This is primarily a book about globalisation, though it also includes an extensive discussion of the historical emergence of the nation-state which serves to demonstrate its method and argue for parallels with the present. Rather than being a decline of the nation-state and of the national and local scales, Sassen interprets globalisation as often enacted through changes within the state itself, including the emergence of technical ministries, strengthening of executives and redefinition of state functions. The global is embedded and imbricated in the local and national by means such as the state construction of privatised regimes of regulation, the local construction of global cities and financial centres and the dependence of the entire cities on the concentration of resources in these nodes. So while a fundamental change has happened through globalisation, and it has led to the usual effects (interconnectedness, declining national scales etc), the picture here is both more complex and differently inflected.
Sassen argues that society as a complex system is inadequately expressed in unduly simplified schemas, which she implicitly associates with most other commentaries on globalisation. At a higher level of complexity and detail, the arguments of different approaches are all shown to have a certain validity but without the simplicity of their usual expression. She also shows why she thinks the tipping point for globalisation was in the 1980s, and why she differentiates this both from the global economy of the nineteenth century and from the earlier Bretton Woods regime. In this respect she makes a convincing case for her viewpoint, linking this temporalisation of change to an appreciation of the longer duration of some of the "capabilities" which made it up.
Sassen's method distinguishes between the emergence of specific institutions, techniques and social forms - what she calls "capabilities" - and the organisation of the entire system in a particular way, as an "organising logic" or "foundational" level. She claims that changes at the latter level do not necessarily require new capabilities; they can involve rearticulating existing capabilities into new combinations, and can also result from a cumulative development of capabilities. One thus ends up with a rejection of sudden breaks in history; rather, dramatic changes come about when flows already in operation reach a certain "tipping point" or "jump tracks", turning a change in capabilities into a change in organising logic. This account is developed first in relation to the emergence of the nation-state, then in relation to the changes associated with globalisation.
This is an important book which makes important points, but with certain weaknesses. Her method makes sense in principle, and her warnings about the importance of complexity and multiple factors are very necessary in a field prone to tendential oversimplifications. Her account of what changed and when is well argued and convincing, with plenty of empirical specificity. On the downside, a lot of the empirical detail of the book operates at a formal rather than a concrete level, concentrating on laws, financial instruments, institutional arrangements and so on, rather than on social relations as they actually happen. What is missing is a detailed engagement with how globalisation affects everyday life and how people respond to it. Such issues are discussed, but far more briefly than the institutional issues and without the depth of specificity on the relations involved, compared to the discussions of elites. She is too prone to assume that what is "constructed" as a "legal persona" also exists on the ground, in actual social relations (in terms of the emergence of the worker for example).

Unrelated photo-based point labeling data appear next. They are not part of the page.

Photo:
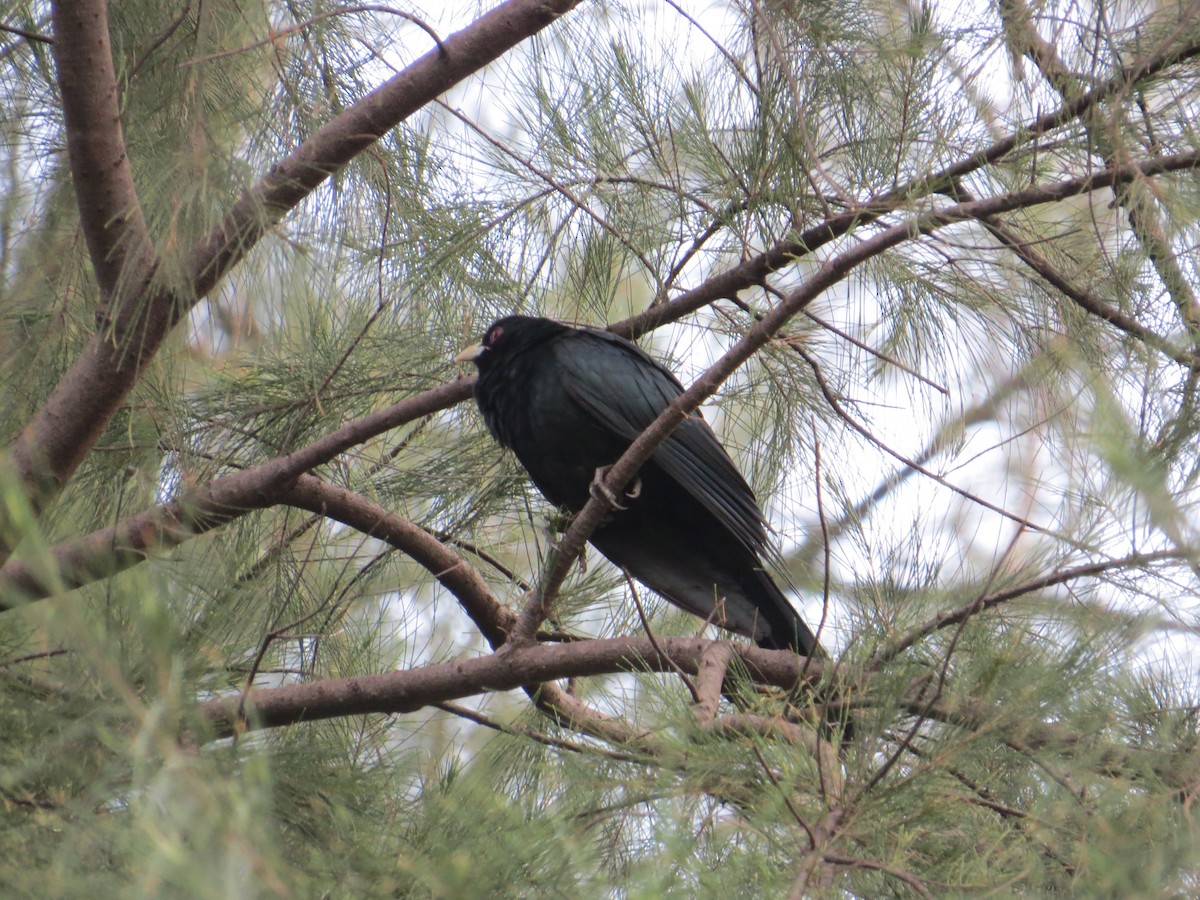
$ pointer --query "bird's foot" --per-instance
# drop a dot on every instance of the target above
(599, 490)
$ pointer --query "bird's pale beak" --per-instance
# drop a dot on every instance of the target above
(471, 354)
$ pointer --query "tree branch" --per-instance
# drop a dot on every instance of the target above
(67, 426)
(408, 690)
(221, 501)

The book is somewhat repetitive and longer than it needed to be, and the case for connecting globalisation to the historical changes involved in the formation of the nation-state is not really explored. If the aim was to construct something akin to what is done by people such as Hannes Lacher and Arrighi and Silver, it really fails; these provide strong diachronic accounts tracing structures over time, whereas Sasser provides parallels which are at best suggestive. Among other things, an entire historical period, and notably the rise of the welfare state, are largely missing or skimmed over in this account.
The method at times veers towards eclecticism; Sassen has a fondness for synthesising different accounts and adopting a "bit of both" kind of approach, which means that rarely is anything left out, but at the same time, it is often unclear which forces are driving changes or why they happened one way rather than another. Descriptions of details are both excessive and uneven. In some sections, such as that on the Internet and social movements, the method is applied almost mechanically, without a real appreciation of the specificities of the assemblage concerned. While the emphasis of contingency seems to point to the possibility of many possible lines of escape from global capitalism, these possibilities are never mapped or made clear, leaving an unduly closed narrative which ends with the present. I'd also expected to read a lot more about the evolution, discursive articulation and transformation of the key concepts of the title - territory, authority and rights - and hence, something more like Foucault's "Society Must Be Defended" or "Territory, Security, Population", tracing the imaginaries and discourses associated with these concepts through their various institutional expressions. What one gets from Sassen is rather more of an empiricist use of these concepts, tracing how changes alter territorial regimes between scales, produce new rights and so on, without really linking these back to the basic concepts.